StudySmarter Expert Advice🤫

We think this is how you could land Data Scientist in London

Get Involved in Data Science Meetups

Tap into local data science meetups or workshops to connect with fellow enthusiasts and professionals. These events are goldmines for networking, and sometimes even lead directly to job openings at companies like HENI!

Show Off Your Projects

Start building a public portfolio showcasing your data science projects on platforms like GitHub or personal websites. Highlight unique analyses or models you've developed. This not only demonstrates your skills but also gets your name out there for roles like Data Scientist at HENI.

Leverage Professional Networks

Join professional bodies related to data science, like the Data Science Society or similar organisations. Getting involved can lead to mentorship opportunities and insider knowledge about full-time positions at companies like HENI.

Apply Directly through Our Website

When you find a suitable opening like Data Scientist at HENI, make sure to apply directly through our website. It gives you an edge and shows you're keen to join our team. Plus, who doesn’t love a direct application? It’s easier than navigating through job boards!

We think you need these skills to ace Data Scientist in London

Customer Analytics
Segmentation Models
Retention Analysis
Behavioural Insights
Data Reporting
Dashboard Creation
Analytic SQL Queries

Some tips for your application 🫡

Show Off Your Projects:In the world of data science, your projects can speak volumes about your skills. Make sure to showcase a few key projects in your CV or portfolio, especially those that highlight your ability to work with data sets, build models, or use relevant tools like Python, R, or SQL. Don’t forget to include links to any GitHub repositories if applicable!

Quantify Your Achievements:Employers love numbers! When drafting your CV, highlight your achievements with quantifiable results. For instance, mention how your data analysis led to a certain percentage increase in efficiency or revenue at a previous job or project. These details can really make your application pop!

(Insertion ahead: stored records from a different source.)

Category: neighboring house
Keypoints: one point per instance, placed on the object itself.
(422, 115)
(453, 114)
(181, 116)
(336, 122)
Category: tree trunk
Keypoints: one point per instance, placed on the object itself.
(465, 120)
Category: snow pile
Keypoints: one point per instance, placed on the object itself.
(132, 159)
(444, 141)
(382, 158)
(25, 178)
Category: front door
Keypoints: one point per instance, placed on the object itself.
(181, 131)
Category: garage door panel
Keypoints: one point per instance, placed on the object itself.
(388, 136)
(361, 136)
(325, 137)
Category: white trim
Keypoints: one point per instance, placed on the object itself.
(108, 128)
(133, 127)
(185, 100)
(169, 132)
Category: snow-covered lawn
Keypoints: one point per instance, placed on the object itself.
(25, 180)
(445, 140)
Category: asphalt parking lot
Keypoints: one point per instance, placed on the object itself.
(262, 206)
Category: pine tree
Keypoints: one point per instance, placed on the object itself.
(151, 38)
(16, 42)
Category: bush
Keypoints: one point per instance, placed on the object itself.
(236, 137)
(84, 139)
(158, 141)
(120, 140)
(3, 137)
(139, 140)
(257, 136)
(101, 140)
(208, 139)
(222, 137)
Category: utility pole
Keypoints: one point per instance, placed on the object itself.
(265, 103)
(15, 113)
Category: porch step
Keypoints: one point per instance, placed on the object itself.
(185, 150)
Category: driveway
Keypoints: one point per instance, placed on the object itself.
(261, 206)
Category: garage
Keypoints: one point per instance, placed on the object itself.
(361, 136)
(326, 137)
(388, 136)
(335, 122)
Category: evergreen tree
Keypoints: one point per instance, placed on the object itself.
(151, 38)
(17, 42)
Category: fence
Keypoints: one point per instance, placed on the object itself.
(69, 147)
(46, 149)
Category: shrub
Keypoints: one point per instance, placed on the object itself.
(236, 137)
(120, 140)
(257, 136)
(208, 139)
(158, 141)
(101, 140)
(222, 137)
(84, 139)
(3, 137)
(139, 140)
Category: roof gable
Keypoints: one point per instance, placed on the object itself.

Craft a Tailored Cover Letter:For a full-time role at HENI, your cover letter should reflect your passion for data science and your excitement about the specific projects or values of the company. Dive into why you’re a good fit, how your skills align with their needs, and any unique perspectives you can bring to the team.

Stand Out with Relevant Courses and Certifications:Although experience talks, relevant courses or certifications can be your ticket to impressing hiring managers at HENI. Mention any standout courses you've completed that equipped you with essential skills, such as machine learning certifications or data visualisation courses. This shows your commitment to continuously developing your skills in the field!

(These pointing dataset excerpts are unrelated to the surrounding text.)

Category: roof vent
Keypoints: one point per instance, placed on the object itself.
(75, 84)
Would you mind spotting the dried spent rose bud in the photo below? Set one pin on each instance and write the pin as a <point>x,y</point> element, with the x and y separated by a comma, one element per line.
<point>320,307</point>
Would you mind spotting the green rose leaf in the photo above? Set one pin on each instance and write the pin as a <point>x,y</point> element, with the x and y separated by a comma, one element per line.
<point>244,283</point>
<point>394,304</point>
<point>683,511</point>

How to prepare for a job interview at HENI

Brush Up on Your Statistics

For a data science role, we need to seriously sharpen our statistics skills. Get ready to tackle technical questions on probability distributions, hypothesis testing, and regression analysis. These are often the bread and butter of data science interviews, so don't just skim over them!

Showcase Your Projects

Prepare a killer portfolio showcasing your data science projects. We should include details about the datasets used, the tools and techniques applied, and the impact of your findings. If we can walk them through a particularly challenging project or a cool visualisation that had real-world implications, it’ll really make us stand out!

Get Comfortable with Python and R

Most data science positions require us to be proficient in programming languages like Python and R. We should practice common libraries like pandas, NumPy, and scikit-learn, and be ready for live coding exercises or algorithm questions. Showing off our coding chops can really impress the interviewers at HENI!

Prepare for Case Studies

Expect to encounter real-world case studies during the interview. We might be asked how we’d approach a data problem or analyse a dataset to extract insights. It's essential to think out loud and demonstrate our problem-solving process so that the interviewer can see our logical thinking in action.